Last year, the annual report revealed that as the world went into lockdown and adapted to working and learning online, extremist groups followed suit, adapting their techniques to lure people into their ideology. on the Internet.
This year’s report says that shift has continued, with groups using the isolation felt by many young people during lockdown to try to groom them to support their cause – whether it’s extremism extreme right or Islamic extremism.
Anti-vax and anti-lockdown sentiment among many has also been hijacked by groups trying to sway people towards their extreme ideologies.
And the report claims that new currents of extremism are beginning to emerge, including left-wing extremism and “unclear and unstable ideologies” – a name often given to the extreme which can mix up different causes and beliefs.
Extremist groups ‘move online’ to radicalize children during pandemic
The report said the main targets of extremist groups seeking to recruit remain boys under the age of 18, and those with mental or emotional health issues are seen as a particular target.
To appeal to this demographic, groups are using methods popular with young people online, such as memes, to spread dangerous messages. Often people who see and share these messages online may not realize the role they play in spreading dangerous messages.
A meme is an image, such as a still image from a cartoon or movie, with an often humorous message attached. They are often widely shared on social media platforms like Facebook and Twitter.
The Prevent report claims extremist groups are hijacking this seemingly innocuous online trend to spread their messages.
He says: “These groups continue to use the online space to spread hatred, conspiracy theories and mistrust between communities.
“Far-right groups in particular have continued to use Covid-19 conspiracy theories as a recruiting tool to attract young supporters to their kingdoms in 2021.
“The use of memes and conspiracy theories appeals to a particularly young audience and has been used to attract new support.
“Groups across West Yorkshire have used the anti-lockdown etc as a front to promote their extremist views and in turn hopefully attract more members.”
Moms stand up to radicalization in new program to protect children and bring people together
The report also highlights the danger of “self-initiated terrorism” – which sees an individual acting rather than being part of a sophisticated terrorist cell.
He says: “Self-initiated terrorism continues to be a risk, due to the low sophistication of the methods used and the ease with which things can be planned.
“The continued isolation and suspicion of some people increases the potential for such attacks.

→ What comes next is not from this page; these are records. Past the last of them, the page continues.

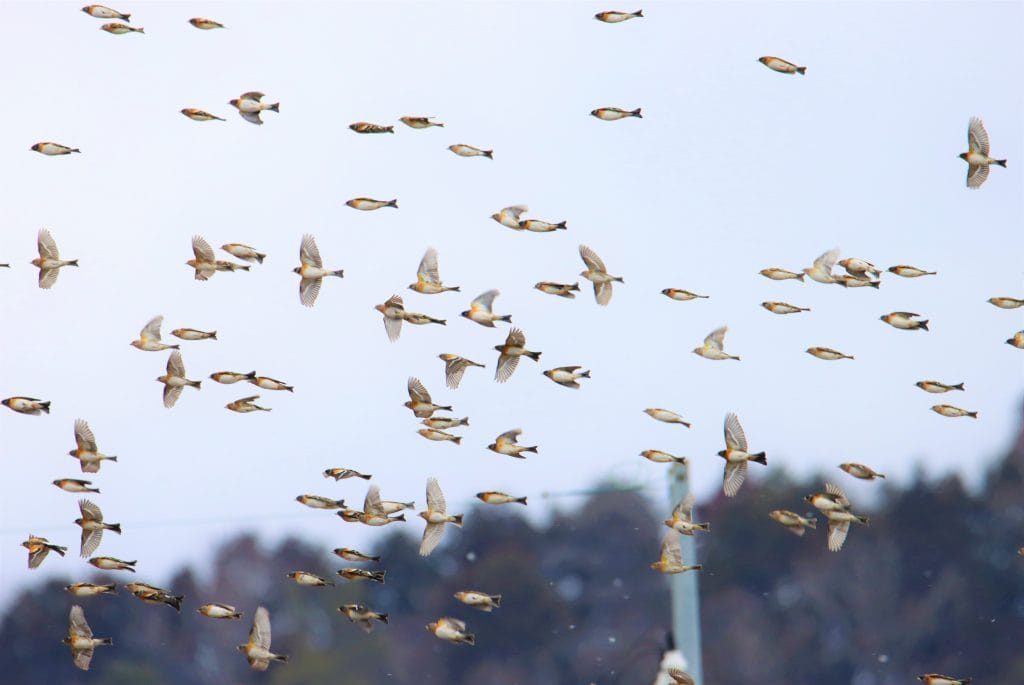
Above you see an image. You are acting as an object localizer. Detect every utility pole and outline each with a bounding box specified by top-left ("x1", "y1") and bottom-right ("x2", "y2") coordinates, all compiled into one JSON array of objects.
[{"x1": 669, "y1": 464, "x2": 703, "y2": 685}]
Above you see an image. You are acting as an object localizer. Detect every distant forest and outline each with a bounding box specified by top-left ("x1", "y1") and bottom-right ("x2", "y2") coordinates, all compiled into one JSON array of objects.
[{"x1": 0, "y1": 409, "x2": 1024, "y2": 685}]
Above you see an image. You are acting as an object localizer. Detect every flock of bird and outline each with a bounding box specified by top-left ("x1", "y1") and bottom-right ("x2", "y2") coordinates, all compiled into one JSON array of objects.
[{"x1": 6, "y1": 5, "x2": 1024, "y2": 685}]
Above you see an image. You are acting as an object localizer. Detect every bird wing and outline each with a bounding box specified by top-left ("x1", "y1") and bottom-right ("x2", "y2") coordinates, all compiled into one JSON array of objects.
[
  {"x1": 722, "y1": 460, "x2": 746, "y2": 497},
  {"x1": 416, "y1": 248, "x2": 441, "y2": 285},
  {"x1": 469, "y1": 289, "x2": 502, "y2": 311},
  {"x1": 427, "y1": 478, "x2": 447, "y2": 514},
  {"x1": 495, "y1": 352, "x2": 519, "y2": 383},
  {"x1": 193, "y1": 236, "x2": 217, "y2": 264},
  {"x1": 138, "y1": 315, "x2": 164, "y2": 342},
  {"x1": 814, "y1": 248, "x2": 839, "y2": 273},
  {"x1": 36, "y1": 228, "x2": 60, "y2": 259},
  {"x1": 967, "y1": 117, "x2": 988, "y2": 157},
  {"x1": 420, "y1": 523, "x2": 444, "y2": 557},
  {"x1": 828, "y1": 520, "x2": 850, "y2": 552},
  {"x1": 362, "y1": 485, "x2": 385, "y2": 516},
  {"x1": 167, "y1": 350, "x2": 185, "y2": 378},
  {"x1": 825, "y1": 483, "x2": 850, "y2": 509},
  {"x1": 966, "y1": 164, "x2": 988, "y2": 188},
  {"x1": 78, "y1": 500, "x2": 103, "y2": 521},
  {"x1": 39, "y1": 266, "x2": 59, "y2": 290},
  {"x1": 249, "y1": 606, "x2": 270, "y2": 649},
  {"x1": 725, "y1": 412, "x2": 746, "y2": 452},
  {"x1": 75, "y1": 419, "x2": 96, "y2": 453},
  {"x1": 164, "y1": 385, "x2": 181, "y2": 409},
  {"x1": 299, "y1": 233, "x2": 324, "y2": 268},
  {"x1": 580, "y1": 245, "x2": 606, "y2": 273},
  {"x1": 409, "y1": 377, "x2": 432, "y2": 404},
  {"x1": 299, "y1": 279, "x2": 319, "y2": 307},
  {"x1": 705, "y1": 326, "x2": 729, "y2": 351},
  {"x1": 662, "y1": 532, "x2": 683, "y2": 565}
]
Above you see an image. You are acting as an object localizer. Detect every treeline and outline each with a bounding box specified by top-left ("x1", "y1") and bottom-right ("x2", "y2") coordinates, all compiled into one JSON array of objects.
[{"x1": 0, "y1": 411, "x2": 1024, "y2": 685}]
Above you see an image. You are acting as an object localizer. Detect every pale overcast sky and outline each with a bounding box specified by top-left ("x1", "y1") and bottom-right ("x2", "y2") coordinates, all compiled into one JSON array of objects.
[{"x1": 0, "y1": 0, "x2": 1024, "y2": 602}]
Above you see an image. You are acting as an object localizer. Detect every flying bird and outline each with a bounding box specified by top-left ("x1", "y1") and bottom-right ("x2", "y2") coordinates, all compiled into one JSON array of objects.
[
  {"x1": 32, "y1": 228, "x2": 78, "y2": 290},
  {"x1": 959, "y1": 117, "x2": 1007, "y2": 188},
  {"x1": 227, "y1": 90, "x2": 281, "y2": 126},
  {"x1": 292, "y1": 233, "x2": 345, "y2": 307}
]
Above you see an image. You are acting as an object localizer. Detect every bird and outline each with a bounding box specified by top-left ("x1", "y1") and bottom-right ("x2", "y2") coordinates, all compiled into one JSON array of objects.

This is not tied to any particular ideology and appeals broadly to suspicions about the pandemic, narratives associated with free speech, theories of conspiracy and to those who are mixed, unclear and unstable ideologies.”
Committee members will be told that locally the Prevent program in Bradford has been modified to tackle “the ever-increasing risk of online extremism across all ideologies”.
The report says; “Projects, Training and Support are very aware of these ever-changing risks and their potential to increase due to the vulnerabilities created by Covid.”
Last year Bradford received £312,132 to tackle the threat of extremism.
An ongoing program used to achieve this is Mothers Against Radicalization, a program that helps mothers from all walks of life understand the online world and helps them recognize any potential threats of grooming and radicalization.
Complementary Schools Against Radicalization is a program that works with imams and madrassahs to teach students “the skills to consistently challenge the Daesh (ISIS) narrative.”
The Bradford Peace Museum has held sessions that teach people how to spot lies and misinformation, the backbone of extremism, online.
Oddarts is a play designed to raise young people’s awareness of the different types of radicalization.
And some local schools are involved in the Votes For Schools initiative, which offers a weekly debate on a hot or controversial issue, including extremism, conspiracy theories and radicalization.
Another part of the Prevent strategy in Bradford is the ‘Channel’ safeguard programme.
Bradford Council leads a panel of protection professionals including police, social workers, NHS staff, schools and the justice system to identify people at risk of being drawn into terrorism, assess potential risk, then develop support for those referred to them. This can range from mentoring to things like stress management or drug and alcohol programs.